Morphosis centres on processes of material change, erosion, and preservation. Working across paper, found materials, and wood, Burgess explores how colour and surface are shaped by environmental exposure, time, and chance. Seawater, salt, humidity, and light function as active agents within the work, registering transformation rather than fixed form.
A key work in the exhibition, India Red 192 – Dissolution, consists of seven vertical strips of dark brick-red paper submerged in seawater. Salt residues remain embedded in the paper fibres, leaving crystalline traces that record immersion and gradual decay. The work is framed with archival silica to stabilise these fragile deposits, highlighting the tension between dissolution and conservation.
This concern persists in the Atlantic Series, a group of works on handmade paper that combine ink washes with salt crystallisation. Developed through repeated exposure to moisture during the residency, the series reflects the instability of coastal conditions. The exhibited works have been carefully preserved using archival framing methods to retain their material character.

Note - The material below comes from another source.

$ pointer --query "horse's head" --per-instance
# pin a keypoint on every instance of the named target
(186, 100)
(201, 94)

Found materials come to the fore in Salvage, Prison Cove, a drawing made directly onto packaging recovered from the shoreline and presented unframed. Colour is addressed more systematically in November Colour Chart, where paired pigments, each half burnished and half matte, are mounted on birch plywood and titled according to their manufacturers’ names.
The exhibition also includes new works on weathered wood battens found on site, drawn on and horizontally arranged to respond to natural side light and the irregularities of reclaimed material.
Morphosis presents a focused reflection on making as a negotiation between intention and exposure, situating Burgess’s practice within a broader enquiry into colour, perception, and the quiet agency of materials.